Mamá nos llevó al mar. Un avión destartalado de la Bangladesh Biman nos depositó en Cox’s Bazar, antigua estación termal de los tiempos de la colonización inglesa. Nos alojamos en lo que había sido un suntuoso hotel Victoriano y del que sólo quedaba una ruina habitada por enormes cucarachas. El lugar no carecía de encanto.

En Cox’s Bazar ya no quedaba ni un veraneante. En general, Bangladesh no era un destino para las vacaciones. El hotel estaba desierto, a excepción de una pareja inglesa de setenta y cinco años, que se pasaba la vida encerrada en su habitación, releyendo ejemplares antediluvianos del Times: por la noche, bajaban al «restaurante», ella con un vestido de noche, él con esmoquin, y miraban a su alrededor con desprecio.

Nos pasábamos el día en la playa. El golfo de Bengala era de una belleza apocalíptica: nunca vi un mar tan agitado. No podía resistirme a la llamada de las inmensas olas: estaba dentro del agua de la mañana a la noche.

No nadaba nadie más. Mamá y Juliette permanecían tumbadas en la arena. La poca gente presente en la playa, formada esencialmente por niños, buscaba caracolas para venderlas. Invité a algunos de ellos a unirse al mar. Sonreían y rechazaban mi invitación.

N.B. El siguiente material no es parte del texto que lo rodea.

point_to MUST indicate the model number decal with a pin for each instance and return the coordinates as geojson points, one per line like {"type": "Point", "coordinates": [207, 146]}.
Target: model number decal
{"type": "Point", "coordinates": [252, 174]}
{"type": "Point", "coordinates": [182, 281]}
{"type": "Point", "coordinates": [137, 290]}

Eran jornadas de embriaguez. Encontraba la justificación a mi vida tuteando al cielo saliendo de las olas. Cuanto más gigantescas eran, más lejos me llevaban, más arriba me levantaban.

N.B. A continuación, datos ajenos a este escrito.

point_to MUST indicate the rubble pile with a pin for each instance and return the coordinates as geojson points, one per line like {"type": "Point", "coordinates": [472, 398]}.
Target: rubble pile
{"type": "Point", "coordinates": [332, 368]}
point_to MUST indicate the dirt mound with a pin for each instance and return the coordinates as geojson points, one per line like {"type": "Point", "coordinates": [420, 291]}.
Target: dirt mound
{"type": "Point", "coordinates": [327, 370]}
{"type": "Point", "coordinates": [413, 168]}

Por la noche, en la cama con baldaquín del vetusto hotel, observaba los escarabajos escalando la vela de la mosquitera, saboreando todavía en mis huesos la danza del flujo y del reflujo. Sólo tenía un deseo: regresar al mar.

Un día, cuando ya llevaba unas horas dentro del agua, muy lejos de la orilla, mis pies fueron atrapados por numerosas manos. A mi alrededor, nadie. Debía de tratarse de las manos de mar.

Mi miedo fue tan grande que me quedé sin voz.

Las manos del mar ascendieron por mi cuerpo y me arrancaron el traje de baño.

Yo me debatía con la energía de la desesperación, pero las manos del mar eran fuertes y numerosas.

A mi alrededor, seguía sin haber nadie.

Las manos del mar separaron mis piernas y entraron dentro de mí.

El dolor fue tan intenso que me devolvió la voz. Grité.

Mi madre me oyó y corrió a buscarme dentro de las olas, gritando de ese modo demencial en el que sólo una madre puede gritar. Las manos del mar me soltaron.

Mi madre me tomó en sus brazos y me llevó hasta la playa.

A lo lejos, vimos salir del agua a cuatro indios de veinte años, de cuerpos delgados y violentos. Huyeron corriendo. Nunca más los encontraron. Nunca más volvieron a verme dentro de agua alguna.

La vida empeoró.

De regreso a Dacca, me di cuenta de que había perdido el uso de una parte de mi cerebro. Mi habilidad con los números había desaparecido. Ni siquiera era capaz de efectuar las operaciones más simples.

En lugar de eso, muros de nulidad ocupaban mi cabeza. Allí siguen.